Dave turns to Chris, Tony's eldest brother, who has been very critical of Tony in the past and says that it was good to see him and Tony's father waiting at the end of the review. "Because there hasn't been that much contact between yourself and Dad, has there Tony?"

Before we leave, Dave asks Sue about Richard, one of Tony's older brothers. Richard, who shares a room with Tony, is a diagnosed schizophrenic. Much of his paranoia is directed at Tony. He stands in the corner of the room if Tony is there and tells him to shut up before he has spoken. Sue says Richard has a hospital appointment to be assessed. Outside the house, Dave explains that he asked Sue about Richard because it affects Tony, but "it's very important to keep the child at the centre of the case".

Lunchtime. We walk back to the office, eat a Bangladeshi kebab, and are off again within three quarters of an hour.

This time, the visit is to a single mother with four children, three of whom have statements of special educational needs. The youngest, aged 10, is emotionally disturbed and has Attention Deficit Syndrome, which means he cannot concentrate.

Dave has bad news for his mother. The residential special school they visited and liked last week has decided that it cannot cope with the son and they will have to hunt for another place. Dave points to a window in the flat broken by the 10-year-old. "When we get in, you'll see the other things he's done," Dave says.

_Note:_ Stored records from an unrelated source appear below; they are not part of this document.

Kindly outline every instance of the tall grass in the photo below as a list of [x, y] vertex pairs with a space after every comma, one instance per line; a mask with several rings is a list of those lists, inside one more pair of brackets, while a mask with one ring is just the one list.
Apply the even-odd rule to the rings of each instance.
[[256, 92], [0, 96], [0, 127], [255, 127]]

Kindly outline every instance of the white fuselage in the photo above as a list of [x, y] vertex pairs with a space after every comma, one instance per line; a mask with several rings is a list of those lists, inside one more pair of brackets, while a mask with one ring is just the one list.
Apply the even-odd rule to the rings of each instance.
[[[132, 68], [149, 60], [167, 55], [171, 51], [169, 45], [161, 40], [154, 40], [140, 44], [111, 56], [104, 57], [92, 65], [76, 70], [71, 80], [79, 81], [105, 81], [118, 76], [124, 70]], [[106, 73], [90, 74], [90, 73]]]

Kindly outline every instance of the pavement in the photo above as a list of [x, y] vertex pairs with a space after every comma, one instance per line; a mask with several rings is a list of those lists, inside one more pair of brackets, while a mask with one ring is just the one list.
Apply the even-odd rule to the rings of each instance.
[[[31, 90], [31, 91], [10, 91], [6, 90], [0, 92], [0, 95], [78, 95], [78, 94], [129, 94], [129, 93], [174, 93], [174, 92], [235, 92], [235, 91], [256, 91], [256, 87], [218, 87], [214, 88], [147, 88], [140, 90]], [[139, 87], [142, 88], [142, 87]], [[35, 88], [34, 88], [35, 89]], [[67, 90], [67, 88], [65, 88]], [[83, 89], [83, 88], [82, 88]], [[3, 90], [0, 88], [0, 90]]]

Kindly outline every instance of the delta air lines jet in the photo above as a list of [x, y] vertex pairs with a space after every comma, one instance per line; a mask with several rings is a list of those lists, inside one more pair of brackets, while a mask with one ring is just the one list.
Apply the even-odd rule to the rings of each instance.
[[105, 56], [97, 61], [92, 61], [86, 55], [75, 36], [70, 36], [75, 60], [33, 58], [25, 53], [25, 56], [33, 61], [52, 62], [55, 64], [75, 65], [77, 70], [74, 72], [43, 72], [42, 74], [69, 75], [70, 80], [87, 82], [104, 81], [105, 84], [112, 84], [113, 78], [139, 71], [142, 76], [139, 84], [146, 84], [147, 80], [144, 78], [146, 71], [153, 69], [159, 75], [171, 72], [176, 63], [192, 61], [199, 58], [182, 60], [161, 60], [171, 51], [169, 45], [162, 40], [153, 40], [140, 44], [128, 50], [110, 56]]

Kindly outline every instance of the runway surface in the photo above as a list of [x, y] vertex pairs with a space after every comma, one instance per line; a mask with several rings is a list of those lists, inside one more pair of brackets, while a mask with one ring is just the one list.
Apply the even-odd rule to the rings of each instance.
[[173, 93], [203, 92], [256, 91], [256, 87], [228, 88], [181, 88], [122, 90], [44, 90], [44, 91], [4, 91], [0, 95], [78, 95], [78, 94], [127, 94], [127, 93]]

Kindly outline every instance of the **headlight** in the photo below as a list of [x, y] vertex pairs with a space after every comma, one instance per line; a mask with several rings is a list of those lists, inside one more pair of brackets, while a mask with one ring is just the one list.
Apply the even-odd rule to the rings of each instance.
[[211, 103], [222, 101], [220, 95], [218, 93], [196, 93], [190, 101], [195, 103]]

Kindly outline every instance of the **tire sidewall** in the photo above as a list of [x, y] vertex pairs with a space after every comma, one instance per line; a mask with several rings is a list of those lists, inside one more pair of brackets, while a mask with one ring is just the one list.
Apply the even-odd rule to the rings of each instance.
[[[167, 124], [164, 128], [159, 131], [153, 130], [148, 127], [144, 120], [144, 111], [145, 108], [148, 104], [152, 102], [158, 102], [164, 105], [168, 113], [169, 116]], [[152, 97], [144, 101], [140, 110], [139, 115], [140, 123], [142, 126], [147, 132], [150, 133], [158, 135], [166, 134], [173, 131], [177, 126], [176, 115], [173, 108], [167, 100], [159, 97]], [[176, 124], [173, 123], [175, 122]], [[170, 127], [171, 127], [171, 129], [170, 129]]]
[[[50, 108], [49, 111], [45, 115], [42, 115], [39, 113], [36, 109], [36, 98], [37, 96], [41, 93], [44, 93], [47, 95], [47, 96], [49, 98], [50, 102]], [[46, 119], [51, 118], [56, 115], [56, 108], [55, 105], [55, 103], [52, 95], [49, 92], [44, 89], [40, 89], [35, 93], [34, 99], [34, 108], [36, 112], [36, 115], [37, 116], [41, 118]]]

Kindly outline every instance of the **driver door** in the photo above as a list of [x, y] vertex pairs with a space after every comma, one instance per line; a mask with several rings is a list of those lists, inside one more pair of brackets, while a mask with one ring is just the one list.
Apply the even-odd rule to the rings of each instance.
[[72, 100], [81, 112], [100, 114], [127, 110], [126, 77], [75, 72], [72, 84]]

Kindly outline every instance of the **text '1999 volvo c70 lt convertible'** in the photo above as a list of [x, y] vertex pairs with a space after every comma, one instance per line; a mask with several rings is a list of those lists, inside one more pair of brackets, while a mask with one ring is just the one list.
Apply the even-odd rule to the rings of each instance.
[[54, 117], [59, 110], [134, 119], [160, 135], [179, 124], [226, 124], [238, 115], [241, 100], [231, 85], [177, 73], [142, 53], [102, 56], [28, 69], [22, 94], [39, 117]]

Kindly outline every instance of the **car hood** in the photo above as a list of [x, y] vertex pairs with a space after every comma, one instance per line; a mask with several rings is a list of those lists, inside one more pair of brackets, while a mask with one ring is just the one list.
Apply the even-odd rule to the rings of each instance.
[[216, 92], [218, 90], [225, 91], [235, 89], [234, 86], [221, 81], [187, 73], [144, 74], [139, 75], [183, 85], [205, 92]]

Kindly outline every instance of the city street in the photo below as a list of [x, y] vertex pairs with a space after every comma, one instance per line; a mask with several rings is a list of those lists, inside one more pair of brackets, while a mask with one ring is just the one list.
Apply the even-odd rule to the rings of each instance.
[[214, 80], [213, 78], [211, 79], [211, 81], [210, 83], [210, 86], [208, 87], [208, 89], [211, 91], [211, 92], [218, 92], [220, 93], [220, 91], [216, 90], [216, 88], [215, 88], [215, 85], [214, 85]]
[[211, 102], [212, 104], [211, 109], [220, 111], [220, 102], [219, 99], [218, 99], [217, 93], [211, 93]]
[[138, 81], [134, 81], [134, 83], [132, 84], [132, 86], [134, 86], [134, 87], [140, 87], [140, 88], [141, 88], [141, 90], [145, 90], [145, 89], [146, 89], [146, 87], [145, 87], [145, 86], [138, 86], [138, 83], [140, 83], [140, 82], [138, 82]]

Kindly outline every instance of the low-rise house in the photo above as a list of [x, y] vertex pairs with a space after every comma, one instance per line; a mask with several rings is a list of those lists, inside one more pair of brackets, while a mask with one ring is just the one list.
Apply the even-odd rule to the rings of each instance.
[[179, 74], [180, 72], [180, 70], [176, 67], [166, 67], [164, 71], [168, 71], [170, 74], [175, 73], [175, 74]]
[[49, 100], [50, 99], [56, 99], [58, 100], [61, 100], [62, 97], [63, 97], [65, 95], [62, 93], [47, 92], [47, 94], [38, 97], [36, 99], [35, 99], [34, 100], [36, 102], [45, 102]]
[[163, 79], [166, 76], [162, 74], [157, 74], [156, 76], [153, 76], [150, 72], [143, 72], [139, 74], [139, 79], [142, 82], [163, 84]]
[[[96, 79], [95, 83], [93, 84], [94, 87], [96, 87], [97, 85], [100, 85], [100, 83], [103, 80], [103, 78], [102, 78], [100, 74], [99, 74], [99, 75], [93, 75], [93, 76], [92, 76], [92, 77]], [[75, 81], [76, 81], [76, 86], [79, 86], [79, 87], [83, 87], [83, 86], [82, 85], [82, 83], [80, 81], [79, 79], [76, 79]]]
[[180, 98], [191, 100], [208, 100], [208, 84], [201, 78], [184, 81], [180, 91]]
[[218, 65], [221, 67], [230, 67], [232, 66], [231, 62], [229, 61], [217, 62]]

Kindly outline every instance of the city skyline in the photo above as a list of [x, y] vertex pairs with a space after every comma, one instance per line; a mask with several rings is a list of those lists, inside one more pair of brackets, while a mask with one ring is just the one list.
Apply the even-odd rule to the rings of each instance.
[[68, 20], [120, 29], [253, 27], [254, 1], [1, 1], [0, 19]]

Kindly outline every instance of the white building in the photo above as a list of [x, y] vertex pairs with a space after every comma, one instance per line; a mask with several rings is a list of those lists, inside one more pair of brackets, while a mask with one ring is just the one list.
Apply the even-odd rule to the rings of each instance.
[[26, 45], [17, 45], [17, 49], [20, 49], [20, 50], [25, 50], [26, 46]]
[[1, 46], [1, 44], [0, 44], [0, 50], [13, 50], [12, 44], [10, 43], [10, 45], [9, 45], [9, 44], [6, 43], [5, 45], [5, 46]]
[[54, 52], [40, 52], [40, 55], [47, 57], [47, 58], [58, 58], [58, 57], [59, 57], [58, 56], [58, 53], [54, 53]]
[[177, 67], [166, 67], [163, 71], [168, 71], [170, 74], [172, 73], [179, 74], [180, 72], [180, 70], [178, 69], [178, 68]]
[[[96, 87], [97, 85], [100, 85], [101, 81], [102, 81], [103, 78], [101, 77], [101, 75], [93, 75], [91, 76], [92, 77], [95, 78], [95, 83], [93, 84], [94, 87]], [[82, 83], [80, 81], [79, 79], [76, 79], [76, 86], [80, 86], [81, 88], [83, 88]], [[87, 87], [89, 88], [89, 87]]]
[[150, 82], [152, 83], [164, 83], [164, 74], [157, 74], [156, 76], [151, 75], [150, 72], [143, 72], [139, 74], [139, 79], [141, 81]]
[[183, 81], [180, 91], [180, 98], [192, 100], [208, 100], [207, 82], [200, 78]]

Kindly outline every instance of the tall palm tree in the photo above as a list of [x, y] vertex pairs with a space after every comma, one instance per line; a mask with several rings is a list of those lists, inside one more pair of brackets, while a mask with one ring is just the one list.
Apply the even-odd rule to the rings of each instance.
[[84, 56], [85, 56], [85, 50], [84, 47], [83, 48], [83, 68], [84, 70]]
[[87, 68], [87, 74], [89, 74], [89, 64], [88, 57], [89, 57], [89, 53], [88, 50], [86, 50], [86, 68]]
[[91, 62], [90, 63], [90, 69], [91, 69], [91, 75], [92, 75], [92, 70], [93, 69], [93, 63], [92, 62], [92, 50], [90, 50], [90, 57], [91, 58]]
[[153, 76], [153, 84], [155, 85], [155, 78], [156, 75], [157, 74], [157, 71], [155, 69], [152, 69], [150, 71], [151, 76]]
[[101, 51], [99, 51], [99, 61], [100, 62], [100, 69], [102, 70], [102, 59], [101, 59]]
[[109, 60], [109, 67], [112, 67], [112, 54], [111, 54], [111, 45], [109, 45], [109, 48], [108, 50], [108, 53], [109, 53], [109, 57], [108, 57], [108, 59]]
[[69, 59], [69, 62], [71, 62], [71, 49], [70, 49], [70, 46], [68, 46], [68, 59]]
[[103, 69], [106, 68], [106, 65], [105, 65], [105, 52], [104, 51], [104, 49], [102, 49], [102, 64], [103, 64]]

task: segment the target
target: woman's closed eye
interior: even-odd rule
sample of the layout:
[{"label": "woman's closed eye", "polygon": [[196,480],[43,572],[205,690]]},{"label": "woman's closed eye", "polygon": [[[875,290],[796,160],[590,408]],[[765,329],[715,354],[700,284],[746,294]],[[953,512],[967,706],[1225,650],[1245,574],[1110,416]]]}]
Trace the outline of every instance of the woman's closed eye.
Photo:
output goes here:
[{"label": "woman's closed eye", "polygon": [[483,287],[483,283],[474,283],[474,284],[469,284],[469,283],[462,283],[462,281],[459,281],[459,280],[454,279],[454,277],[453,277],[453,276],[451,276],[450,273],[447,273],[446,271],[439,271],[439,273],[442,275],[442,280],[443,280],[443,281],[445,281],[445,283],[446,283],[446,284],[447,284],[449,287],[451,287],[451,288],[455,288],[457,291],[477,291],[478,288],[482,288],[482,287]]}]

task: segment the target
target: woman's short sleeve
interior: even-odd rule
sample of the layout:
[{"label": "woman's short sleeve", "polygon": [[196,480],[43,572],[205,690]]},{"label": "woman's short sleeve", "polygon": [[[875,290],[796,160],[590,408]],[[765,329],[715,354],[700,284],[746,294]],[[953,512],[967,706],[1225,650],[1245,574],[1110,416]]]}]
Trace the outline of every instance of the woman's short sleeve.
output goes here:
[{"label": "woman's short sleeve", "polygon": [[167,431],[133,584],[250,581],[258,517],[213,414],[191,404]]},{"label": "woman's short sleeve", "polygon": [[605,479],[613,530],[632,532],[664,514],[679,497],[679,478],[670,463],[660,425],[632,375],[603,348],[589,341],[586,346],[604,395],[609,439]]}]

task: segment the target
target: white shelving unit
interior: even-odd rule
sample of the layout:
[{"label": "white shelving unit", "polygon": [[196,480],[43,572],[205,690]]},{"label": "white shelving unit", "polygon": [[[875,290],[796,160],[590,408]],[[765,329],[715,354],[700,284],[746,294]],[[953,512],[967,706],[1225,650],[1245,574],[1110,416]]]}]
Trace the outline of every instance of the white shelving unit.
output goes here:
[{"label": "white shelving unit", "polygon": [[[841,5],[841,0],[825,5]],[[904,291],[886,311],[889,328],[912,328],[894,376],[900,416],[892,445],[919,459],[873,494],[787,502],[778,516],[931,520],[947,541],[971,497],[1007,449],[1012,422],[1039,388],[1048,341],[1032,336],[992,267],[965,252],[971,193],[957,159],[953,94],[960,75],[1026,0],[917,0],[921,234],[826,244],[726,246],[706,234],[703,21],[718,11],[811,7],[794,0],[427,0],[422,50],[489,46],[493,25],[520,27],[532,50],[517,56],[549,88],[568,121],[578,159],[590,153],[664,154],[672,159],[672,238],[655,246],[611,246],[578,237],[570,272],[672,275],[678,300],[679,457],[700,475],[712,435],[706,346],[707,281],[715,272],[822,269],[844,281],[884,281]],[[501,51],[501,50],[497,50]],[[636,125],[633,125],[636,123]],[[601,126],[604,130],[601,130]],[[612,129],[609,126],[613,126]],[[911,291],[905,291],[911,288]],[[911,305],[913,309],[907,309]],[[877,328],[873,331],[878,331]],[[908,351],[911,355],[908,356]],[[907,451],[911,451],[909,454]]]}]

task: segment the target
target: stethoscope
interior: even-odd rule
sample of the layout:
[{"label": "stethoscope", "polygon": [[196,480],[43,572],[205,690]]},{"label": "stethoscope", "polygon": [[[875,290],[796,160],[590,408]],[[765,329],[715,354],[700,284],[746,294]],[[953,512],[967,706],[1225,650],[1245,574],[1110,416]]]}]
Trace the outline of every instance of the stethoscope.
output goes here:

But when we reach the door, there's a note from the mother saying that there is an "emergency" with the 10-year-old and she has had to go out. The note also says that his father has been around, that she doesn't trust him and wants Dave's advice on what to do. With the wind whistling around the tower block, Dave writes a reply saying he will make another appointment. The same happened on his last visit in even colder weather, he says. He is worried by the news about the father, who goes round to the school and abuses the teachers. "It gives all the wrong messages about school attendance," he says.

The last call is to Mrs B, whose twin nine-year-olds are in a special school for emotionally and behaviourally disturbed children. Dave has to persuade her to turn up at her sons' annual review the following day. "This won't be easy," he says.

Once inside be explains that it's very important she comes because one of the boys is probably ready to move back to a mainstream primary school and no decision about his future can be taken without his parents. Can she persuade Mr B to come, too, because he also has parental responsibility? He's checked with the head and they can bring the baby. There's no need to be nervous.

He repeats his point, in different ways, at least half a dozen times and, each time, she agrees to come. Mrs B complains to him that the boys have a problem at school with one of the teachers. Dave promises to sort it out. She also tells him that she is desperate to be rehoused: there are four boys sleeping in one room and a gang of 11 and 12-year-olds hangs about at the bottom of the stairs selling reefers to children at 25p a time. Dave makes a note to ring the estates officer. Will she turn up? Dave crosses both sets of fingers as we leave. We walk back to the office for a meeting of all the members of Dave's team. The support and help of colleagues is very valuable, he says.

As I leave at 5pm, he is settling down to write up the day's records.

How does he keep so cheerful? "Some children who don't attend school do end up at college and make a success of their lives. You can make a difference to people's quality of life. It just takes time. You have to believe that."

Postscript:

Mike did not turn up for his exam but is now back at home.

Mrs B did not attend her sons' annual review. Dave spoke to the school and the estates office about her complaints.

Dave and Tony had a day at a motor show for Tony's termly treat.